Desde Coyhaique: dos escuelas y sus comunidades energéticas

En Chile, el desafío de transitar hacia sistemas de generación de energía sustentables ha generado verdaderos laboratorios sociales con sus propias prácticas locales. La investigadora Gloria Baigorrotegui observó el caso de una ciudad y una localidad, ambas geográficamente remotas que, en medio de la pandemia, trabajan para lograr su autonomía energética.

Las escuelas permiten dar cuenta de las múltiples agencias que las personas construyen en torno a esta infraestructura, tanto en el ámbito educativo como de convivencia. Uno de las redes que se genera tiene que ver, precisamente, con la energía -su generación y uso-, la que se vio particularmente afectada en el contexto de pandemia.

Así, la investigadora NUMIES Gloria Baigorrotegui, junto al equipo de investigación, determinaron que sería oportuno seguir el monitoreo de la escuela Nieves del sur, ubicada en Coyhaique, y la reparación de la memoria colectiva de las infraestructuras comunes en la escuela Miguel Montencinos, en Puerto Edén. En la primera se transitó hacia un sistema central de calefacción monitoreado remotamente y, en la segunda, actualmente se  demanda retornar a la electrificación por fuentes energéticas autóctonas en un sistema aislado del Sistema Interconectado eléctrico regional.

Ante el obligado confinamiento esta red “se ha roto desde las casas sin conexión a internet, allí es donde se conciben los hogares más vulnerables. Pero también surgen nuevas formas de reconexión desde el profesorado y sus apoderadas/os, quienes intentan poner en contacto a estas/os niñas/os y sus familias, aun cuando existe riesgo de contagiarse”, explica la Doctora en Filosofía mención Estudios Sociales y Políticos de la Ciencia y la Tecnología.

A partir de una perspectiva socio-material, -es decir, que estudia la relación de las personas con la tecnología considerando también el espacio en que están insertos y sus formas de organización- el grupo observó el surgimiento de las llamadas comunidades energéticas, nuevas formas de enfocar la generación y distribución de la energía a partir de las prácticas de reparación que sus habitantes llevan a cabo en ambas infraestructuras remotas.

El propio trabajo de del equipo de investigación se vio afectado ostensiblemente por los efectos pandémicos del COVID-19 al impedir el trabajo en terreno de 10 casas monitoreadas en Coyhaique y una turbina hidroeléctrica monitoreada en Puerto edén. Esto significó seguir una ruta alternativa para rescatar los registros de las infraestructuras energéticas y medioambientales comunes: desde la voz y los haceres de sus propias personas situadas en la localidad.

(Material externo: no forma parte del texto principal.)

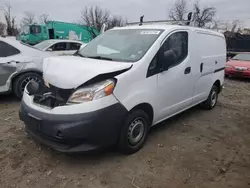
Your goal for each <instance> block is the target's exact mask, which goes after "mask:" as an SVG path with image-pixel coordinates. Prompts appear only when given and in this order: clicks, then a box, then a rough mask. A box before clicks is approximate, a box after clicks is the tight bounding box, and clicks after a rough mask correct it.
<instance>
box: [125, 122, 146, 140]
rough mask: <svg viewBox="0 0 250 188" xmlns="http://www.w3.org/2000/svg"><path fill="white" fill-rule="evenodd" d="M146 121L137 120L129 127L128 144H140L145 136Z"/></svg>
mask: <svg viewBox="0 0 250 188" xmlns="http://www.w3.org/2000/svg"><path fill="white" fill-rule="evenodd" d="M144 132H145V121H143V119H142V118H136V119H135V120H134V121H133V122H132V123H131V124H130V126H129V130H128V142H129V144H131V145H136V144H138V143H139V142H140V141H141V139H142V138H143V136H144Z"/></svg>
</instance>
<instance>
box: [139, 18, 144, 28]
mask: <svg viewBox="0 0 250 188" xmlns="http://www.w3.org/2000/svg"><path fill="white" fill-rule="evenodd" d="M143 18H144V15H143V16H141V17H140V24H139V25H140V26H141V25H142V24H143Z"/></svg>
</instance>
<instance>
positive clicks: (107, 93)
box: [67, 79, 115, 104]
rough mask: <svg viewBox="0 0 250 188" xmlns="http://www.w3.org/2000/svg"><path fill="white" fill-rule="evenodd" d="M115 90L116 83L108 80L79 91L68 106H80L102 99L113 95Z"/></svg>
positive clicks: (114, 81)
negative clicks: (97, 99) (69, 105)
mask: <svg viewBox="0 0 250 188" xmlns="http://www.w3.org/2000/svg"><path fill="white" fill-rule="evenodd" d="M114 88H115V81H114V80H112V79H108V80H105V81H102V82H98V83H95V84H92V85H88V86H85V87H82V88H79V89H77V90H76V91H75V92H74V93H73V94H72V95H71V96H70V98H69V100H68V102H67V103H68V104H79V103H84V102H89V101H93V100H97V99H100V98H102V97H105V96H108V95H111V94H112V93H113V91H114Z"/></svg>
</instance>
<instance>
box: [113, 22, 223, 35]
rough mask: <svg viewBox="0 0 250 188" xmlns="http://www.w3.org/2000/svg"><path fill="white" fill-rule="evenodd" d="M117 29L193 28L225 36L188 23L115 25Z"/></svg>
mask: <svg viewBox="0 0 250 188" xmlns="http://www.w3.org/2000/svg"><path fill="white" fill-rule="evenodd" d="M116 29H118V30H119V29H160V30H165V31H167V30H168V31H173V30H181V29H183V30H192V31H198V32H204V33H208V34H213V35H218V36H222V37H224V35H223V34H222V33H219V32H217V31H213V30H210V29H203V28H198V27H192V26H186V25H168V24H152V25H141V26H139V25H133V26H125V27H115V28H114V30H116Z"/></svg>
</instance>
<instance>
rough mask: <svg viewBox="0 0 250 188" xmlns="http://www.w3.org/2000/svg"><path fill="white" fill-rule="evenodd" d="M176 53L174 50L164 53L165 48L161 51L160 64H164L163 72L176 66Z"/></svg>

En el caso de la escuela Miguel Montecinos, el proyecto se acopló con otro realizado previamente centrado en su historia. Así la propuesta se extendió no sólo a la tradición del centro educativo, sino también a la de su comunidad escolar. Para ello, analizan los cambios de infraestructuras energéticas en sintonía con su profesora a cargo Romina Pizarro, quien articula los programas educativos para historia, castellano, de responsabilidad de Denis Montecinos y ciencias naturales, el cual imparte la profesora Romina en esta escuela multi-grado.

En tanto, con la escuela Nieves del sur se trabaja en el diseño co-construido con su director Fabián Muñoz, encargada de UTP Marcela Pavez y profesora de Historia y geografía Carolina Villavicencio. Ellos coordinan la recopilación de la historia de los cambios infraestructurales de la escuela y su contribución a la calidad térmica y del aire de la ciudad. Estas actividades estarán inspiradas en actividades artísticas y culturales, articuladas con los cursos de sexto básico, lo cual complementa con los datos de las evidencias más importantes a nivel de historia de Chile.

El rol de las comunidades

Un hito fundamental en este trabajo es identificar cómo se constituye cada comunidad energética, una tarea que “más allá de sus modalidades técnicamente asistidas o promovidas localmente, no puede darse por sentado. Si bien la comunidad escolar mantiene lazos importantísimos en geografías remotas, la pandemia ha roto el vínculo con aquellas/os estudiantes sin acceso a tecnologías de la comunicación, que pueden resultar mucho más perjudicadas/os y estar en una situación de mayor vulnerabilidad al no poder seguir con los programas educativos”, explica la investigadora.

De esta forma, surgen nuevas reparaciones relativas a estas desconexiones que contemplan distintos factores. En el caso de la Escuela Miguel Montecinos, sus habitantes deben cuidar no sólo los horarios sino las condiciones meteorológicas y materiales para que la antena de telecomunicaciones funcione. En tanto, la escuela Nieves del Sur, se ha visto exigida a implementar planes de asistencia y semi-presencialidad, mientras ha enfrentado largos períodos de licencia de sus profesores y responsables, quienes resultaron contagiadas/os.